How to use PyTorchText BucketIterator to sort text data for better batching.

George Mihaila
11 min readNov 13, 2020

This notebook is a simple tutorial on how to use the powerful PytorchText BucketIterator functionality to group examples ( I use examples and sequences interchangeably) of similar lengths into batches. This allows us to provide the most optimal batches when training models with text data.

Having batches with similar length examples provides a lot of gain for recurrent models (RNN, GRU, LSTM) and transformers models (bert, roBerta, gpt2, xlnet, etc.) where padding will be minimal.

Basically any model that takes as input variable text data sequences will benefit from this tutorial.
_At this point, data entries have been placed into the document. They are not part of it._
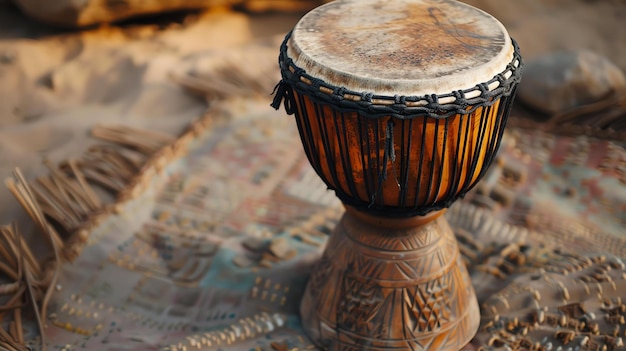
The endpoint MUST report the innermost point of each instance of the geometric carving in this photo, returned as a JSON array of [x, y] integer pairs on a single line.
[[386, 292]]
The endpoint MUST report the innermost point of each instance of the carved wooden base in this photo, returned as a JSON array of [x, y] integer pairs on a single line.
[[390, 284]]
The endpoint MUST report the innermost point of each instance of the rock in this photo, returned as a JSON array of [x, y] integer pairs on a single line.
[[565, 80], [81, 13]]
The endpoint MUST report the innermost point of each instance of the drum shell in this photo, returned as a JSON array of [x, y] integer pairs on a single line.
[[400, 166]]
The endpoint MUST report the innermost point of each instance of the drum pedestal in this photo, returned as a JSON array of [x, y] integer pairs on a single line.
[[390, 284]]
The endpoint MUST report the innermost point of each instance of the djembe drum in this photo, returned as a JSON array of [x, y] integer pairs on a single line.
[[401, 106]]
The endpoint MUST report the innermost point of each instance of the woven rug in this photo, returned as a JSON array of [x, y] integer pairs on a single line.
[[211, 235], [214, 249]]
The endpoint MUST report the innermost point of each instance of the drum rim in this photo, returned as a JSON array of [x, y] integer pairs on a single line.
[[371, 105]]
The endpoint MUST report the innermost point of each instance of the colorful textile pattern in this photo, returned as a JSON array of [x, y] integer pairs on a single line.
[[216, 253]]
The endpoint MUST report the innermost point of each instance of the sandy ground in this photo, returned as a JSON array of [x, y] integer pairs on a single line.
[[55, 85]]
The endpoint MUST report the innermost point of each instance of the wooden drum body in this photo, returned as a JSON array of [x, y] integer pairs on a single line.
[[401, 107]]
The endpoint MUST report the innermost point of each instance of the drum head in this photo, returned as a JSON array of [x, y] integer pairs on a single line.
[[401, 47]]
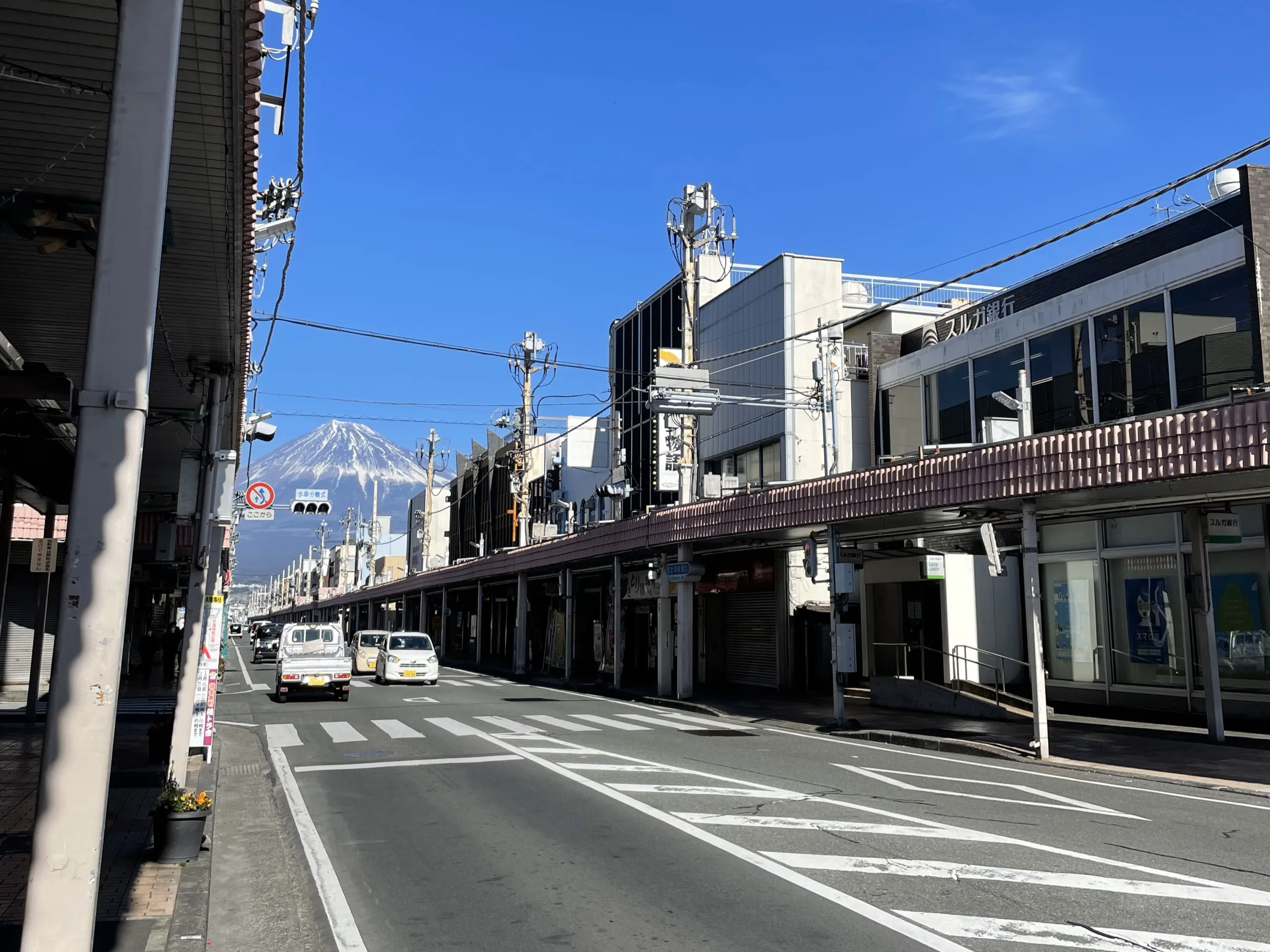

I will not train any models in this notebook! I will release a tutorial where I use this implementation to train a transformer model.

The purpose is to use an example text datasets and batch it using PyTorchText with BucketIterator and show how it groups text sequences of similar length in batches.

This tutorial has two main parts:

  • Using PyTorch Dataset with PyTorchText Bucket Iterator: Here I implemented a standard PyTorch Dataset class that reads in the example text datasets and use PyTorch Bucket Iterator to group similar length examples in same batches. I want to show how easy it is to use this powerful functionality form PyTorchText on a regular PyTorch Dataset workflow which you already have setup.
  • Using PyTorch Text TabularDataset with PyTorchText Bucket Iterator: Here I use the built-in PyTorchText TabularDataset that reads data straight from local files without the need to create a PyTorch Dataset class. Then I follow same steps as in the previous part to show how nicely text examples are grouped together.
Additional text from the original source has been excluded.